Twitch streamer Sliker has been accused of messaging dozens possibly hundreds of viewers and streamers asking for money and failing to repay them. With some people giving him thousands and others even tens of thousands of dollars. https://t.co/Gw1Esf98mi

Later that day, ItsSliker took to his Twitch channel to respond to the controversy. He admitted that he was addicted to gambling and started losing money after betting the amount to recover losses.

He went live to respond, stating that he never meant to scam anyone, and is seeking help. He wants to repay everyone. Whilst trying to pay some people back, he would fall behind, gamble to try and make it back, and began losing more and more… so would ask more people for money

Ludwig tweeted the next day, saying that he was working with fellow Twitch star Felix “xQc” to pay back everyone who got scammed by Sliker. He also urged Twitch to do “something” about gambling streams.

I’m working with @xQc to pay everyone back who got scammed by sliker It’s time @Twitch does something about gambling streams

Come September 23, the Mogul Money Live host provided an update on the aforementioned post, saying that he has come up with a “pretty accurate list” of people that fell victim to Sliker’s scam:

“By the way, I should give an update on this, in terms of paying people out. I think we have a pretty accurate list of people who were scammed out of money from Sliker, that’s been, you know, doubled, tripled, quadruple checks to be genuine people who got scammed out of money.”

Ludwig stated that he will be providing $50,000 in reimbursements in the coming week:

“And I’m trying to go through, about, I’m hoping to do about $50,000 worth of people in the coming week, is my game plan.
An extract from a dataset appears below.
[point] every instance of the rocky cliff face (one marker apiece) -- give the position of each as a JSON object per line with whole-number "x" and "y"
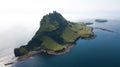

And then you guys are definetely, 1000% going to see an ad on Mogul Mail about like, I don’t know. So, some Mogul Mail ad is coming soon.”

Timestamp: 00:50:30

The Los Angeles-based content creator mentioned getting in touch with Sliker and asking him to pay $20,000 of all the debts:

“I asked Sliker to pay $20,000 of all the debts, and he said he was okay with that. And I told him we could come up with a payment plan, and we haven’t created one yet because he doesn’t have a 9 to 5 jobs yet.”

Ludwig explained why he came up with the $20,000 amount:

“‘Just $20,000?’ Yeah, I mean, the number is hard to come to. Like, what’s the correct number? Like, I think all of it, he would never get to it. There’s a number that’s too high, that he will never get to. There’s a number that’s too low, that’s too easy to do.”

The former Twitch streamer remarked that $20,000 is a large sum and that a person in debt would have a tough time repaying it with “any job these days”:

“I don’t think $20,000 is a small number, at all. I think $20,000 is a very high number, to be honest, and I think that if anybody had $20,000 of debt that they had to pay off, it would be very difficult , with any job these days. So I think it’s fine.”


Fans react to Ludwig’s clip

The streamer’s clip was posted to the r/LivestreamFail subreddit, with more than 30 community members providing their take. Here’s what they had to say:

While some Redditors questioned how Sliker agreed to pay $20,000, others joked that the streamer would win a “21-to-1” wager to pay off the entire debt.